Stable Diffusion Embedded Tensor Editing
https://gyazo.com/d2fccb42c4aed55486e8f02e613aaec0
The image at the top center of this page is the image generated when "cat" is entered.
The bottom center is the image generated when the word "kitten" is entered.
If you take this as a "word," it's a skipped value, but it actually corresponds to a vector of 768 dimensions.
then we can mix those vectors.
https://scrapbox.io/files/63365812630afe001deea2b0.mov
400 divisions between cat kitten and video at 20 frames per second.
There is a period of about 4 seconds when it is difficult to tell what has changed, and then the screen suddenly flops back and forth.
Some parts change smoothly, some parts change violently, which means that the mapping from the space of the prompt to the space of the image is not so smooth
Not much control works with this, if you change it this way, will it do this? and tinkering with it will result in unpredictable movement when it enters the realm of a rustling storm.
Add "tabby" (tiger cat) to "cat" and the pattern became darker and darker, and when I subtracted it, it became a white cat.
https://gyazo.com/3d5701e780e44d9294af65226e00e117
There are areas that can be interpreted in this way that make sense.
On the other hand, if you subtract tabby from kitten, you get a monster. On the other hand, unpredictable phenomena like "kitten minus tabby
https://gyazo.com/53bad72c88c5d308ae9c5e56dd0f5586
Image of a yacht that is controllable on calm seas but gets messed up when a storm comes in.
--- log
@nishio: instead of a human writing the prompt in a string in Stable Diffusion directly edit the vector in which it is embedded. It's more expressive than strings. It is possible to specify something like "a cat that is a little more than a tiger cat and half a kitten. https://pbs.twimg.com/media/FcruvumacAE1QHu.jpg
There is an article that thinks it is a "vector" in word2vec understanding, which I also misunderstood, but if you check it properly, you will see that it is not true.
If the "prompt is one word" as in this example, the result will be the same even if you assume the tensor is a vector and process it.
@nishio: center top row is normal "cat", bottom row is "kitten", right end is +3/7 tabby. minus tabby makes the pattern disappear.

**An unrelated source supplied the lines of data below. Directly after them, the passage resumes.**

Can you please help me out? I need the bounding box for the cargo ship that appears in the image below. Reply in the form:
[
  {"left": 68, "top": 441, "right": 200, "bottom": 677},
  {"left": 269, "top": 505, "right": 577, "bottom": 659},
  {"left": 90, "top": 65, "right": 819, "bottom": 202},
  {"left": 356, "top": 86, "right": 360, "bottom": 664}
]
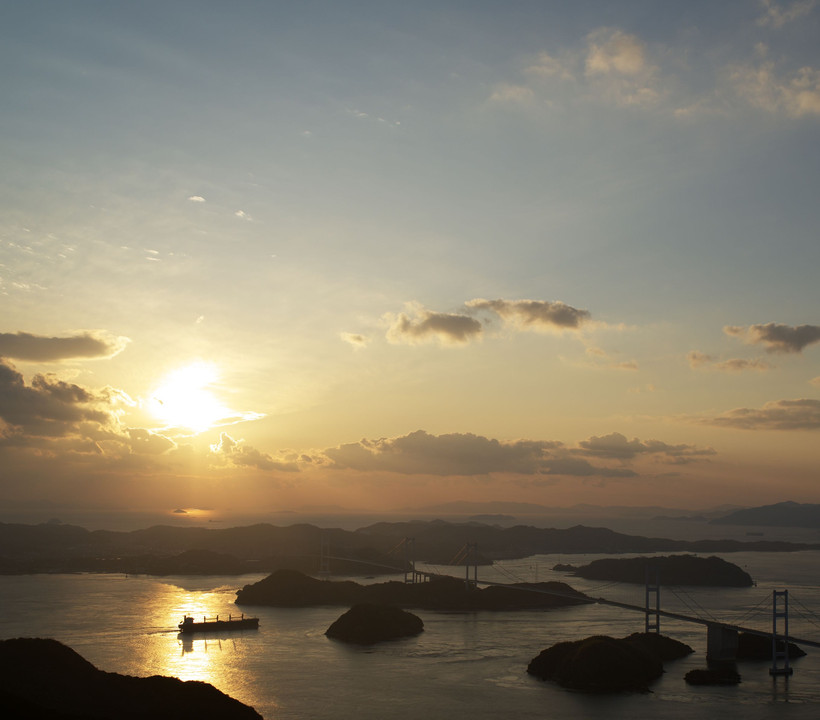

The left half is an area not covered by existing words, so there is less data, and the odd shape is created in the lower left corner, where the amount of editing is the largest. https://pbs.twimg.com/media/Fcr0SvZaMAEkVE_.jpg
Only certain words in a sentence can be edited.
If you "process as a vector" in a multi-word prompt like this, the first "a" vector is edited, so it's not good.
The above example includes the BOS token and edits only the 4th vector at 0 origin
In this experiment, the index is specified by hand, but you can also use the tokenizer in CLIP to specify and edit tokens in a way that is easy for humans to understand. 2022-09-29
@nishio: I used Stable Diffusion tensor editing to split the cat and kitten into a hundred segments and put them together into a 5 second movie at 20FPS. I didn't crossfade between frames, so you can directly observe what kind of output you get. https://scrapbox.io/files/633591af63315f001d639b71.mov
4 times more accurate decomposition (400 divisions between CAT and KITTEN)
I don't know if you can see it on Twitter without problems.
https://scrapbox.io/files/63365812630afe001deea2b0.mov
There is a period of about 4 seconds when it is difficult to tell what has changed, and then the screen suddenly switches to a flurry of images.
Actually, even areas that appear to be unchanged can be shown to be changing if you jump or something with the seek bar. In other words, the difference is whether the change is occurring in a human-perceivable place.
There is a single whisker flicker at around 10 seconds. This is a subtle change in value that is flickering because it is just on the edge of the boundary between drawing a mustache and not. It happened to be a flicker so humans noticed it right away, but if it were a smooth change, most people wouldn't notice it.
The output image changes significantly despite the fact that the input prompt is smoothly changed by 400 times finer control of the vector that humans represent by the messy means of words. This is because the mapping is not smooth. The control seems to work in calm zones in places, but there are stormy zones in between.
relevance
@sugyan: morphing with stablediffusion: Kyoto <-> Tokyo https://gyazo.com/9c0b6c3ed0c5280ef54b29673887643bhttps://gyazo.com/f27e9d79538d7942eb2a66d41c051d8a
---
This page is auto-translated from /nishio/Stable Diffusion埋め込みテンソル編集 using DeepL. If you looks something interesting but the auto-translated English is not good enough to understand it, feel free to let me know at @nishio_en. I'm very happy to spread my thought to non-Japanese readers.